La postmodernité entre Shoah et technologies
La pensée humaniste, un mouvement philosophique qui a culminé avec la Renaissance, a été un des principaux déclencheurs de la Réforme. Le levier technologique de l’imprimerie n’a eu que des effets multiplicateurs et n’a que contribué, d’une manière marginale, à l’éclosion de la théologie calviniste.
Contrairement au monde postmoderne qui ne s’est pas forgé à partir d’une pensée, mais à partir d’une révolution technologique pilotée par la fée électricité et les mass-médias électroniques.
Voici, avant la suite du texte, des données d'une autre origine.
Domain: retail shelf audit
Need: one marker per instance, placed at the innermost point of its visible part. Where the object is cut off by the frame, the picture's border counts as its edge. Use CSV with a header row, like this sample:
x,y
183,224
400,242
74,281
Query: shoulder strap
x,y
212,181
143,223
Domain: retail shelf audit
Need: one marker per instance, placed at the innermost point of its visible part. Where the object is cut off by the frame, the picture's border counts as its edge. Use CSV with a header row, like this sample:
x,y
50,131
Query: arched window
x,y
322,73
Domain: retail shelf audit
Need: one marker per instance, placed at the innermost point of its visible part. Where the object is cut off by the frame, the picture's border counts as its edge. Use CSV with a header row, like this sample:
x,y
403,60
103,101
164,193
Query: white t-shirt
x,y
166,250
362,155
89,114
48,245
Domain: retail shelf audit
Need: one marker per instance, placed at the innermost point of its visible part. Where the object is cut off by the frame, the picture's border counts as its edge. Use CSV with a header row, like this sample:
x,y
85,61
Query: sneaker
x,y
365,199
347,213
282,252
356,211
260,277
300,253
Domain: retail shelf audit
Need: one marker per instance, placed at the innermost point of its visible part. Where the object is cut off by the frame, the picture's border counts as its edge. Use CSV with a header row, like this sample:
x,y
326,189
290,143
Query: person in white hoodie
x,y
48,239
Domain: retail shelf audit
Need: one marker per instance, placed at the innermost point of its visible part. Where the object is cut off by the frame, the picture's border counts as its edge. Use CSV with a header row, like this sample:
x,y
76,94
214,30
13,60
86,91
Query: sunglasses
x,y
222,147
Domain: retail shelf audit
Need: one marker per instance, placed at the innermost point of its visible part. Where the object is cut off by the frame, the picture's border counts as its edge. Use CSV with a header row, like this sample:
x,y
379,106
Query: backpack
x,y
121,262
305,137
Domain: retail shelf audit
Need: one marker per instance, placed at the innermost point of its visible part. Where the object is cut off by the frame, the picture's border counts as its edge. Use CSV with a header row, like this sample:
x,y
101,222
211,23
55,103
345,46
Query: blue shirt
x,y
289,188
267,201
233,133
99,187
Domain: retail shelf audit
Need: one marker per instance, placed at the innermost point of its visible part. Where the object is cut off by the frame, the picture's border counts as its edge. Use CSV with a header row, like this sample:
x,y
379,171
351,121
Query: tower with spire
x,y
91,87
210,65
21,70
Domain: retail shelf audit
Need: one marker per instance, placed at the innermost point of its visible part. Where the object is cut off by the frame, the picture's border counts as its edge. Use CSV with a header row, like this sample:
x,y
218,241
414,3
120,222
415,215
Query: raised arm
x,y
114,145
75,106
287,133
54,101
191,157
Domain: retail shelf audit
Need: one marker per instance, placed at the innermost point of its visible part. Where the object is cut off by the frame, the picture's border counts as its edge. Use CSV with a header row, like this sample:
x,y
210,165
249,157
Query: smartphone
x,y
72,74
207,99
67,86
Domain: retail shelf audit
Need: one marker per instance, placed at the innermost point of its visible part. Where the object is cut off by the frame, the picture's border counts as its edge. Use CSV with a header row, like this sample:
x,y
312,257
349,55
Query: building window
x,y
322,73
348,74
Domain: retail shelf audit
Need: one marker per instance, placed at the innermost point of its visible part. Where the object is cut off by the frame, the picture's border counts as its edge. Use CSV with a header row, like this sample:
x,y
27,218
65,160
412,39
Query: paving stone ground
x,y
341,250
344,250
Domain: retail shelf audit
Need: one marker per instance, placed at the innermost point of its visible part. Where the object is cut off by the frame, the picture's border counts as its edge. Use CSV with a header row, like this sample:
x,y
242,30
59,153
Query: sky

C’est bien ça notre problème, nous nous retrouvons riches en techniques, mais pauvres en pensée! Comment construire une nouvelle pensée théologique, quand le vrai pouvoir est entre les mains des techniciens, des artistes, des communicateurs et par ricochet entre les mains des financiers, car les moyens de communication se trouvent être très gourmands en espèces sonnantes et trébuchantes. Exit le théologien, qui reste dans sa tour d’ivoire à couper les cheveux de l’Evangile en quatre.
Dans la quête d’une nouvelle théologie, nous nous retrouvons aussi en butte à un événement majeur que nous avons largement sous-estimé pour la constitution d’une ère nouvelle : la Shoah. L’extermination des juifs durant les années 30 et 40 a été pour l’Occident un séisme qui a durablement miné notre inconscient collectif. A cause des commémorations successives, on nous rappelle régulièrement notre péché collectif ou plutôt le péché de nos ancêtres. Nous ne nous sommes pas pardonné et nous n’avons pas pardonné à nos parents de s’être laissés entraîner dans un tel génocide. Nous avons perdu définitivement notre «innocence» et la foi dans la bonté de l’homme. Le nihilisme occidental et la fuite dans le plaisir sont peut-être aussi le fruit de ce traumatisme. Une nouvelle théologie devra intégrer également cet aspect de notre histoire, d’autant plus que la poussée de l’extrême droite et les guerres incessantes entre Israéliens et Palestiniens nous rappellent journellement que la géopolitique mondiale s’invite jusque dans nos Eglises - et je ne parle ici ni du Cambodge, du Darfour, des Kurdes, etc. C’est l’effet pervers des médias : maintenant on sait !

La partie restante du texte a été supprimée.